Clean Your Data Like a Sleuth Detective and Keep It That Way

Clean Your Data Like a Sleuth Detective
Estimated Reading Time: 7 minutes

Audit, clean, rinse, repeat.

Sometimes it feels like all we do is look at data and optimize scrub-scrub in an obsessive-compulsive fashion. “Just one more pump of soap. Then I can do my reporting!”

The fact of the matter is, no matter how savvy you set up your Google Analytics configurations, the internet, data, and bot capabilities are always changing. Realistically? You’re going to have to get creative, and it may be an ongoing battle. Dive deep into the recesses of your reactive-brain (rather than your proactive-brain). It’s time to get a little messy.

So you came across some messy data. (uh oh)

Despite your best efforts—you’ve done the AWS view filters, excluded hostnames with ‘porn’ spelled in several different characters, you’ve accounted for errant security scans—bot traffic exists. If any vendor tells you they have foolproof ways of never gathering any garbage data, they’re living a fantasy world

Nevertheless, if and when we find undesirable data, there are methods of deleting it for good, and deleting it within sections of your reporting. Here we’re going to look at a few reactive methods of identifying (and hopefully getting rid of, or brushing aside) garbage data.

How can you tell? 

You found some iffy data. Let’s troubleshoot.

Assuming you haven’t made any dev, content, tagging, or campaign changes within the newly-messy time period, you may experience unexpected changes such as:

  1. Average session duration may have gone from 4 minutes to 0:23 seconds
  2. Bounce rate may have flown through the ceiling to nearly 100% (40–60% is typical)
  3. Traffic spikes in a sudden and unexpected, persistent rhythm

Method #1: Bot Traffic Scoring

I didn’t come up with this. But it really is brilliant. The latest version of reCAPTCHA (v3) allows bot detection and scoring attributions at a server level. You’re familiar with those (well, largely annoying) reCAPTCHA boxes that interrupt your frantically logging into that thing you were late for today? Yea, these guys:

The latest version of reCAPTCHA allows you to apply the same type of annoying verification— but without the annoyance. Your visitor never experiences anything inside of the UI. reCAPTCHA now has the ability to continuously monitor and score your hits numerically. This 1) gives you a better idea if your chunk of data is legit and 2) allows you to gather up all of the swill numbers, segment swiftly, and give their ashes to Poseidon. 
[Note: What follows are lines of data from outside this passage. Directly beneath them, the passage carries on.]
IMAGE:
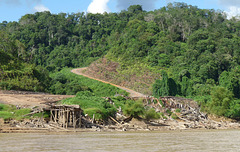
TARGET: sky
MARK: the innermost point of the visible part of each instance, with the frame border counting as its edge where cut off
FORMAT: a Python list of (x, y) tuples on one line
[(13, 10)]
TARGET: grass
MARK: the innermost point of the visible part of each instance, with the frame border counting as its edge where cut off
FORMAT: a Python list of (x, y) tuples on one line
[(66, 82)]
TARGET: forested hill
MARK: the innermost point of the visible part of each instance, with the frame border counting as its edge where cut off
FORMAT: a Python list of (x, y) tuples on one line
[(197, 51)]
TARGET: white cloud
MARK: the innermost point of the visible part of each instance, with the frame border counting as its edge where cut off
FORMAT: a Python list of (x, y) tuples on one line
[(98, 6), (40, 8), (233, 11)]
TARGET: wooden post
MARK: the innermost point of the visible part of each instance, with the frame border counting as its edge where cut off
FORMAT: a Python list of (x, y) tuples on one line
[(80, 119), (56, 115), (67, 118), (74, 120), (51, 115), (63, 117)]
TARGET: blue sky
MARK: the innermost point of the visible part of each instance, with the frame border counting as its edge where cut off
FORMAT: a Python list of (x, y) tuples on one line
[(12, 10)]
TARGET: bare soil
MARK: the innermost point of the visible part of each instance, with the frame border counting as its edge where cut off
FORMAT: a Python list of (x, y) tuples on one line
[(29, 99), (132, 93)]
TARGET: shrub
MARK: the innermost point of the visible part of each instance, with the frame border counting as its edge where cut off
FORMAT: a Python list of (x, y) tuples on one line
[(151, 114), (135, 109), (174, 116), (178, 110)]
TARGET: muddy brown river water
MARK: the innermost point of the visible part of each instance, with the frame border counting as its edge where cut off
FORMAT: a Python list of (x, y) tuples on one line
[(180, 141)]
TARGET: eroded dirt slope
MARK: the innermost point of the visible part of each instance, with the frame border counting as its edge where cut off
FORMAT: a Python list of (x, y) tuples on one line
[(28, 99), (80, 71)]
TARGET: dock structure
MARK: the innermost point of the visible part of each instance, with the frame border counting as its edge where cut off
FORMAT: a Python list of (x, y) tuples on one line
[(66, 115)]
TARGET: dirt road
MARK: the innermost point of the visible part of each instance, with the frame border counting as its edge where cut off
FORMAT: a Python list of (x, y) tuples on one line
[(80, 71)]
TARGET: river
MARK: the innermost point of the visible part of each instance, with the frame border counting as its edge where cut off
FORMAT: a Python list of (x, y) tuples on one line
[(181, 141)]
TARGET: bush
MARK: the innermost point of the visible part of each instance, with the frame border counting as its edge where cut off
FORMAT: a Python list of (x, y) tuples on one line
[(174, 116), (151, 114), (135, 109), (178, 110), (221, 99)]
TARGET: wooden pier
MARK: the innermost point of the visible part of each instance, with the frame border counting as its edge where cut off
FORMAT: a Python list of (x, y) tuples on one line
[(66, 115)]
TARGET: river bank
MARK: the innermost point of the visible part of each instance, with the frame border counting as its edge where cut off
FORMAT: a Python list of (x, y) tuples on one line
[(37, 126)]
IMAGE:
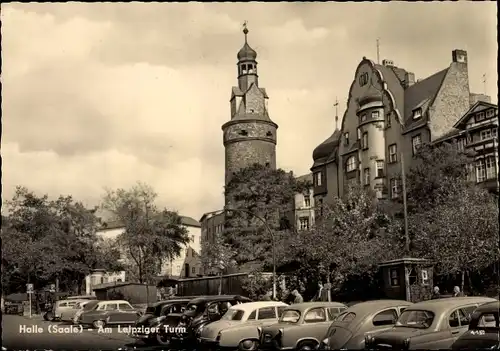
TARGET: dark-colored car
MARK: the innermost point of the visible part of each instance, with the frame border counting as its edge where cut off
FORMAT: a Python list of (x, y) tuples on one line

Don’t let Simo Ahava’s super-genius, mammoth run-down intimidate you. You can do it! There are two different server methods, one involving a PHP file and the other .js. I can help you with either if you have questions.

Method #2: PII Detection (No One Likes to Talk About PII)

Lucas Long does a great job telling us about the importance of cleaning up PII with configuration methods and products alike. But I’d like to share an understated method of getting rid of PII data. (Ok, fair, you will have to do some proactive work to identify it, but once you do, you’ll be thrilled to see it working for you—in the unfortunate event that you need it.)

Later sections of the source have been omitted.